O primeiro-ministro da Hungria, Peter Magyar, exigiu nesta segunda-feira (1º) a renúncia do presidente Tamás Sulyok e prometeu acionar a Justiça para removê-lo do cargo. A cobrança foi feita em coletiva no Palácio Sandor, em Budapeste, sede da Presidência.
Em discurso, Magyar chamou Sulyok de “fantoche” de Viktor Orbán e atribuiu ao presidente “omissões” que não foram detalhadas. A crise expõe a disputa pelo controle institucional após a derrota do Fidesz, partido de Orbán, nas eleições legislativas de abril.
Sulyok ocupa uma Presidência majoritariamente cerimonial, mas foi eleito no início de 2024 pelo Parlamento então controlado pelo Fidesz.
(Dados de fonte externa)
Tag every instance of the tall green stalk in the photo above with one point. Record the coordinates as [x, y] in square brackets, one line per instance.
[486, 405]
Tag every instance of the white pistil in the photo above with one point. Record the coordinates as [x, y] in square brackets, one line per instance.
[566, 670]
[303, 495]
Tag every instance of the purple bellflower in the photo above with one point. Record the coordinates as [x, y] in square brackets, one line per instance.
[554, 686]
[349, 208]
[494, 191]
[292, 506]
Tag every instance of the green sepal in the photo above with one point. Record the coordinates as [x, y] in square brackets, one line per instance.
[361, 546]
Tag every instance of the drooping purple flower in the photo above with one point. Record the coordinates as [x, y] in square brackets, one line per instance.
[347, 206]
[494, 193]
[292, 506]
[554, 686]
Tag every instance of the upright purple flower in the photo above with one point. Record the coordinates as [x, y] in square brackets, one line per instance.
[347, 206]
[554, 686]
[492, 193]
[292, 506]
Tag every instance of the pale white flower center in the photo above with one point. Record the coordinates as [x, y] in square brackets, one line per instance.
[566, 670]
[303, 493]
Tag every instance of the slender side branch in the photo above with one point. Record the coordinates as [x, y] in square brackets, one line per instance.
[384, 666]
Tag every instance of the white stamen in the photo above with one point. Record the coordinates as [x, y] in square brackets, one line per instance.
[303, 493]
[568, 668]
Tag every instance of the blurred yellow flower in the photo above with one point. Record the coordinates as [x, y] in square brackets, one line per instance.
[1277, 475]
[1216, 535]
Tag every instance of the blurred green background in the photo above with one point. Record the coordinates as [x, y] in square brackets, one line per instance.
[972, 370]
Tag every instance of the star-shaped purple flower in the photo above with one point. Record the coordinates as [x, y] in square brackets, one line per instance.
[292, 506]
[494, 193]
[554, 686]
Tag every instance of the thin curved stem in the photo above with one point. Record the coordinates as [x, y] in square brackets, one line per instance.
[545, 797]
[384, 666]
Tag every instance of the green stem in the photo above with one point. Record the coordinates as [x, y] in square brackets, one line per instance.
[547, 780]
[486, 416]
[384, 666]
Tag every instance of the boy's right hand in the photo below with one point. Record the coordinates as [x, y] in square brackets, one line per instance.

Até a publicação desta reportagem, não havia reação pública do presidente, do Fidesz ou de Orbán.
Tisza mira indicados do governo anterior
Orbán governou a Hungria por 16 anos com maioria do Fidesz, período em que aliados foram nomeados a cargos estratégicos do Estado. A eleição de Sulyok à Presidência ocorreu nesse contexto, ainda sob a força parlamentar do partido.
O cenário virou em abril de 2026, quando o Tisza, partido de centro-direita liderado por Magyar, derrotou o Fidesz nas legislativas. Desde então, a transição abriu disputa sobre a permanência de nomes ligados ao governo anterior em postos institucionais — a Presidência da República é a peça mais visível desse impasse.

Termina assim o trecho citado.